As required by the Regulatory Flexibility Act of 1980, OSHA assessed the economic burden faced by small establishments. For Years 1 through 5, the average ratio of direct cost to revenue for firms with fewer than twenty employees would be 0.23 percent. If small firms were to absorb the direct cost of regulation in full, profit reductions would average 3.4 percent for the first five years of implementation. Since profit impacts of less than 6 percent would be felt by the majority of small establishments under this scenario (zero cost offsets), OSHA has determined that the standard is economically feasible for small firms.
OSHA is aware that the European and East Asian economic communities are introducing the concept of process safety management among their member countries. In time, European and Asian firms adopting PSM programs will experience the range of implementation costs estimated in this RIA for American firms.

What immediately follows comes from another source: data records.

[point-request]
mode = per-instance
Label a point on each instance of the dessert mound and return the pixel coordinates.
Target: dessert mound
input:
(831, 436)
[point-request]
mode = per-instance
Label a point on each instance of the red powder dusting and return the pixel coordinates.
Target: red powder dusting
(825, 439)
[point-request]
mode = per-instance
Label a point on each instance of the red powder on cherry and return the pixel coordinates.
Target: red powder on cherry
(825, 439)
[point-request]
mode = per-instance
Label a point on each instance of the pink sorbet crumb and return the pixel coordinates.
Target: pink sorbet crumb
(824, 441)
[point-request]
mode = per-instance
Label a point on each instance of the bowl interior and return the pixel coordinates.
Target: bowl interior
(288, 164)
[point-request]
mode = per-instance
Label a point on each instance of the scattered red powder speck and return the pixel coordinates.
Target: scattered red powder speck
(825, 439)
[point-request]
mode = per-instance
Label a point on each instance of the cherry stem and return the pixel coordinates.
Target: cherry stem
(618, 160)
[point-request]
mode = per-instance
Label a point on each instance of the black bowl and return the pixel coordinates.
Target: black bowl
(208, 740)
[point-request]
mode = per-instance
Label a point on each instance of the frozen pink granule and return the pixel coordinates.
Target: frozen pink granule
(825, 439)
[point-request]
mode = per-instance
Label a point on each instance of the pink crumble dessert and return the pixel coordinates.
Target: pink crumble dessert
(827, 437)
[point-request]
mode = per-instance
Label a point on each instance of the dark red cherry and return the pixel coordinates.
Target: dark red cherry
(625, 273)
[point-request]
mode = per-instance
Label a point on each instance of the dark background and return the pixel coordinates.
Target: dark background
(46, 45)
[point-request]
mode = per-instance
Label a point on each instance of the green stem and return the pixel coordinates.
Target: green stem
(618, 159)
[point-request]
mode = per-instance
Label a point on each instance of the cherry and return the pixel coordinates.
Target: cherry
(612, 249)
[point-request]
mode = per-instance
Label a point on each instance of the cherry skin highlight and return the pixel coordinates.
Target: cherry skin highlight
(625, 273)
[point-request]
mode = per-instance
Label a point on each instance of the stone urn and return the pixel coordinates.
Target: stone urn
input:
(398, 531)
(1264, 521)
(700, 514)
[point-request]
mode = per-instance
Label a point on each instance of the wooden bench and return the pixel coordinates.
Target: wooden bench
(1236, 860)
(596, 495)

OSHA anticipates that as PSM becomes widespread throughout American industry, the productivity benefits and other cost-savings resulting from the rule could improve the competitiveness of American businesses.
During the implementation schedule, the standard is not likely to have a significant adverse effect on international trade because of the small magnitude of any price increase that would be required for passing forward compliance costs. As indicated above, the maximum price increases generated from the standard would be less than 0.3 percent for the majority of affected establishments. Thus, no measurable impact on foreign trade is expected.
The PSM standard has been reviewed in accordance with the requirements of the National Environmental Policy Act (NEPA) of 1969 (42 U.S.C. 4321 et seq.), the regulations of the Council on Environmental Quality (CEQ) (40 CFR Part 1500), and DOL NEPA Procedures (29 CFR Part 11). The provisions of the standard focus on the reduction and avoidance of incidents involving toxic releases, fires and explosions. Consequently, no major negative impact is foreseen on air, water or soil quality, plant or animal life, the use of land or other aspects of the environment. OSHA believes that compliance with the standard will result in positive environmental effects in the form of fewer releases of toxic liquids, solids and gases into the air, soil and water.